Here’s a letter to the Washington Post:
Reporting on the commendable efforts of the Business Council for Peace to bring young developing-country entrepreneurs to America for training, Thomas Heath appropriately opens with this paragraph: “There’s a line from the late television series ‘The West Wing’ that has stuck with me over the years. It went something like, ‘Trade between countries prevents wars'” (“Value Added: An exchange program for entrepreneurs,” Oct. 17).
Here, fiction is fact.
In his 2006 book Global Capitalism, Harvard University’s Jeffry Frieden notes that “As one of [FDR’s Secretary of State Cordell] Hull’s supporters put it, ‘If soldiers are not to cross international borders, goods must do so.'”* This wise proponent of Hull’s free-trade proclivities was one Otto Maller, a man otherwise lost to history.

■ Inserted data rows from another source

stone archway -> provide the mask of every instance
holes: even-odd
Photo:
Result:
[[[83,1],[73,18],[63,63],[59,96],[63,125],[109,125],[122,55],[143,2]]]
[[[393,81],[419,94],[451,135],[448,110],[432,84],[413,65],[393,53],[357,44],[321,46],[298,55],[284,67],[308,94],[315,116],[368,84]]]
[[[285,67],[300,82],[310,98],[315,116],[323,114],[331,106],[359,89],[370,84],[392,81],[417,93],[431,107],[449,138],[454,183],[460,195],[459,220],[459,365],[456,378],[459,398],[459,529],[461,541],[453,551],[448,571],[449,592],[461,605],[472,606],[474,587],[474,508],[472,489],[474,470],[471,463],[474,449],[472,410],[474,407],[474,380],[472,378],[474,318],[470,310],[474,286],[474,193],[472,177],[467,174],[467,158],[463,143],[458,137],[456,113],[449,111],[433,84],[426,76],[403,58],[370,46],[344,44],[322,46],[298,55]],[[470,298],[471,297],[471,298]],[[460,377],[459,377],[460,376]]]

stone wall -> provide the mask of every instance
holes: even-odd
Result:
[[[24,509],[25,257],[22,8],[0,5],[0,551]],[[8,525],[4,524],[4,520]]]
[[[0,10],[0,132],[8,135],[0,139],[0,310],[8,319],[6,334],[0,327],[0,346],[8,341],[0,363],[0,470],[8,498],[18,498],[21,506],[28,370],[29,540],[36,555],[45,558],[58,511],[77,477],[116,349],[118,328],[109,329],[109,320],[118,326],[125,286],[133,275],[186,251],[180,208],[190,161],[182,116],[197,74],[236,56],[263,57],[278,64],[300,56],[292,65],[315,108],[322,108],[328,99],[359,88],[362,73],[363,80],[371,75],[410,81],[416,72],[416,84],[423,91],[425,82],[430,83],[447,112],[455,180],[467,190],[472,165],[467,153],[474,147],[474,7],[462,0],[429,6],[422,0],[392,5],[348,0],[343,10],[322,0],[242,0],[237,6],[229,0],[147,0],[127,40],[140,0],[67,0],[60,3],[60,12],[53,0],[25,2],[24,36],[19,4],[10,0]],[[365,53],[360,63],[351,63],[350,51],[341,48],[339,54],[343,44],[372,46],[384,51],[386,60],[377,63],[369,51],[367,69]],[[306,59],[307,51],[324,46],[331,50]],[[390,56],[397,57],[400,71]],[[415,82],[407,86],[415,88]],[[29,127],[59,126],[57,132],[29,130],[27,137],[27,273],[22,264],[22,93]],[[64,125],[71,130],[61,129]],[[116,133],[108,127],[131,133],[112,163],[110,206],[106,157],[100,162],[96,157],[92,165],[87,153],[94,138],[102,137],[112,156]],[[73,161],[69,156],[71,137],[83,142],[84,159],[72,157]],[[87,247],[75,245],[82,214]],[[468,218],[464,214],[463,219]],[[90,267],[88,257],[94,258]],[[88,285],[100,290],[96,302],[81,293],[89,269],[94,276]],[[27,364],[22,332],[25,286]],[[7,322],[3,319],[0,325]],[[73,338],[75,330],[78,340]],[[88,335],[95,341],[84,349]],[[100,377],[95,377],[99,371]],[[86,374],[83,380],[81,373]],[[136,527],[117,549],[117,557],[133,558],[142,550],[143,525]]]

It’s imperative to understand that this positive relationship between peace and free trade that Mr. Maller expressed so succinctly has long been emphasized by free-trade’s most prominent champions – as evidenced, for example, by many of the newly published letters of Frederic Bastiat (1801-1850) that show him to have been as tireless and principled a campaigner for peace as he was for free trade.**
Sincerely,
Donald J. Boudreaux* p. 255.
** F. Bastiat, The Man and the Statesman, Jacques de Guenin, David Hart, & Dennis O’Keefe, eds. (Indianapolis: Liberty Fund, 2011).
(HT to Cato’s David Boaz for alerting me to the Heath column.)